Kepala Dinas Kesehatan Balikpapan, Dra. Alwiati menegaskan, angka tersebut masih didominasi kasus suspek dan belum seluruhnya terkonfirmasi secara laboratorium. Meski demikian, upaya pencegahan tetap dilakukan secara maksimal untuk menghindari potensi penyebaran lebih luas.
“Walaupun jumlahnya cukup tinggi, Balikpapan belum masuk kategori daerah endemis. Karena itu, kita belum memerlukan langkah outbreak response immunization dari pemerintah pusat. Namun, kewaspadaan tetap kami tingkatkan,” ujar Alwiati, Kamis (26/3/2026).
Ia menjelaskan, campak merupakan penyakit menular yang dapat dicegah melalui imunisasi. Individu yang telah mendapatkan vaksin umumnya tetap bisa terinfeksi, tetapi dengan gejala yang lebih ringan dibandingkan mereka yang belum diimunisasi.

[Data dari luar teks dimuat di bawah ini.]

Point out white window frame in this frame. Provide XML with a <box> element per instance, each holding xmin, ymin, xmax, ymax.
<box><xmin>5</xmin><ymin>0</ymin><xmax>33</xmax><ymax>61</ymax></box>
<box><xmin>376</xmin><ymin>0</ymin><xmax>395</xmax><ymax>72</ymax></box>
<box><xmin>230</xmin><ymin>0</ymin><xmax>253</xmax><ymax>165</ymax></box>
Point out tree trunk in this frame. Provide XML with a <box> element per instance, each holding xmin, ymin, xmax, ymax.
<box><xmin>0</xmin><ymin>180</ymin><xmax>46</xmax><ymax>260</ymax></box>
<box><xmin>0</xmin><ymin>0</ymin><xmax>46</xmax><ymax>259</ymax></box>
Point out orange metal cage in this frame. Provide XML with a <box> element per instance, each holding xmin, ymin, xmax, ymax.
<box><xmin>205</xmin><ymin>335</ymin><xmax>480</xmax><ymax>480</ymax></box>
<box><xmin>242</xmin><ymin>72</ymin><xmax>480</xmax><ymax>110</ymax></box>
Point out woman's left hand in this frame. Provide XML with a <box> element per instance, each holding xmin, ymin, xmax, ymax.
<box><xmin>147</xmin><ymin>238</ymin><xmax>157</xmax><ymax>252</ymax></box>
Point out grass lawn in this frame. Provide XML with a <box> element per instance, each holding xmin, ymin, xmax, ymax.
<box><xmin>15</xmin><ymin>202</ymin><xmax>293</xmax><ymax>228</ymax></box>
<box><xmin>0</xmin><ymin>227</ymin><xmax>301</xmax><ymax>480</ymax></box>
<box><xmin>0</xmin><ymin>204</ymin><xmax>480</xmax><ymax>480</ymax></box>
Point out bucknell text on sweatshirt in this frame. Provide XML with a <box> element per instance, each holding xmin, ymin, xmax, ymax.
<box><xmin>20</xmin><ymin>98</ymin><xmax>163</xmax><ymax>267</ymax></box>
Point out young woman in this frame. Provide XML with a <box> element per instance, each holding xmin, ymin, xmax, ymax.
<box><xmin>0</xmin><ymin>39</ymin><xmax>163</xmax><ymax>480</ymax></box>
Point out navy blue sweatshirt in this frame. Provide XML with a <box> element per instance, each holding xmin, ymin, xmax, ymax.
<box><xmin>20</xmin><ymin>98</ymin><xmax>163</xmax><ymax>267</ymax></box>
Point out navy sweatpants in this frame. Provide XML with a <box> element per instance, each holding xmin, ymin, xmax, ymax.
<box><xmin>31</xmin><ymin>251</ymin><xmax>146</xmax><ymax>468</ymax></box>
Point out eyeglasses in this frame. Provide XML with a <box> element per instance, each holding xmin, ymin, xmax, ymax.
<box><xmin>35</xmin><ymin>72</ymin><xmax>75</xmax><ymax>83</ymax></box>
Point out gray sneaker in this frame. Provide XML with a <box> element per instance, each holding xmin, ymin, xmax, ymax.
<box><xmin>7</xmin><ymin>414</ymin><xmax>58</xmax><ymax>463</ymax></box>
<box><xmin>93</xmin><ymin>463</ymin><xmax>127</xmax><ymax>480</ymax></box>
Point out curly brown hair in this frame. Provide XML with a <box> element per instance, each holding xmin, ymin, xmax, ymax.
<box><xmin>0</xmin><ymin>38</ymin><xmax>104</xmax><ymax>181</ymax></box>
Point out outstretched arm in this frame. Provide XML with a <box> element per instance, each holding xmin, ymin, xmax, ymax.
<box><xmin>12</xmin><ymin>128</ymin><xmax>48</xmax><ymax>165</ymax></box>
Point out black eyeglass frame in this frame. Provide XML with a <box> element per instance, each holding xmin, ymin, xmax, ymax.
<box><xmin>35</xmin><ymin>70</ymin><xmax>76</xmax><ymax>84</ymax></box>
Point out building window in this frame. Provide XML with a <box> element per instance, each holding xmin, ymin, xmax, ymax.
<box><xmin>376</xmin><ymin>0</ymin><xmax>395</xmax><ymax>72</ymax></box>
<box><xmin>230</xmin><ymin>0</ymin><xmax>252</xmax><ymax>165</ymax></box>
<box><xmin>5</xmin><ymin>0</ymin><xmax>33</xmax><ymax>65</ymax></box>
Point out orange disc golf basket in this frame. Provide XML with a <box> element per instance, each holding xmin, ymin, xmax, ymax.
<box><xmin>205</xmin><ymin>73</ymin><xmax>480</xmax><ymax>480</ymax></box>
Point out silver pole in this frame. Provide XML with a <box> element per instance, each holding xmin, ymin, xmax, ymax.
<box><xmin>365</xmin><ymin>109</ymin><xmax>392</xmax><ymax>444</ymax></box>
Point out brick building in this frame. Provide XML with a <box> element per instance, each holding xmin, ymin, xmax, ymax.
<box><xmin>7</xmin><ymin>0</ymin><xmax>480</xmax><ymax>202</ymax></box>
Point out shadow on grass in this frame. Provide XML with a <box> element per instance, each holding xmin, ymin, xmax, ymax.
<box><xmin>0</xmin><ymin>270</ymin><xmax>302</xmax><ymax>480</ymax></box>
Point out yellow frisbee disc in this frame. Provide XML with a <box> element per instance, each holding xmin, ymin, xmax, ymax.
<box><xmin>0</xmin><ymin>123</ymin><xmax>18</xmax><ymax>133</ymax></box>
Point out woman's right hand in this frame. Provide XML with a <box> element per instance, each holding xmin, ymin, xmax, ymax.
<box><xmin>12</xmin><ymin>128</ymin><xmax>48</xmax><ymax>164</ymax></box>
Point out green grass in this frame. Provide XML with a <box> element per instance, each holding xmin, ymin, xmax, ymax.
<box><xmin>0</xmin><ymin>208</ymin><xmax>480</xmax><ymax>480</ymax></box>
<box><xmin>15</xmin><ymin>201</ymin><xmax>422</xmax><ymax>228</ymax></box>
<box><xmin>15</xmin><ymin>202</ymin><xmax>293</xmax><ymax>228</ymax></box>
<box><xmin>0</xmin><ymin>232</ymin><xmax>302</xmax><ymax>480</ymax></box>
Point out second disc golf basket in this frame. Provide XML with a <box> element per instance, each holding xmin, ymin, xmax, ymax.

Menurut Alwiati, kelompok yang paling berisiko adalah anak-anak yang belum mendapatkan imunisasi dasar lengkap. Oleh sebab itu, Dinkes kini menggencarkan program imunisasi kejar guna memastikan tidak ada anak yang terlewat dari perlindungan vaksin.
“Kami fokus mengejar anak-anak yang belum imunisasi. Ini penting untuk membentuk kekebalan kelompok agar penularan bisa ditekan,” katanya.
Selain memperkuat program vaksinasi, Dinkes juga meningkatkan edukasi kepada masyarakat mengenai perilaku hidup bersih dan sehat. Salah satu hal yang menjadi perhatian adalah kebiasaan masyarakat saat berinteraksi dengan bayi atau anak kecil tanpa menjaga kebersihan.
“Sering kali orang dewasa menjenguk bayi, langsung menyentuh atau mencium tanpa mencuci tangan terlebih dahulu. Padahal virus bisa saja terbawa. Ini yang kami ingatkan kepada masyarakat,” ucapnya.
Dinkes juga mengimbau masyarakat yang mengalami gejala campak, seperti demam dan ruam, agar segera memeriksakan diri ke fasilitas kesehatan. Pasien yang terpapar dianjurkan menjalani isolasi mandiri selama kurang lebih dua minggu untuk mencegah penularan di lingkungan sekitar.
“Pasien harus membatasi kontak dengan orang lain. Ini langkah penting agar tidak terjadi penularan lanjutan di keluarga maupun masyarakat,” kata Alwiati.
Sebagai langkah pengendalian, Dinkes Balikpapan telah mengeluarkan surat edaran kewaspadaan kepada seluruh fasilitas kesehatan dan masyarakat. Melalui kolaborasi antara pemerintah dan warga, penyebaran campak diharapkan dapat segera dikendalikan dan tidak berkembang menjadi kejadian luar biasa. (HP/Adv Kominfo Balikpapan).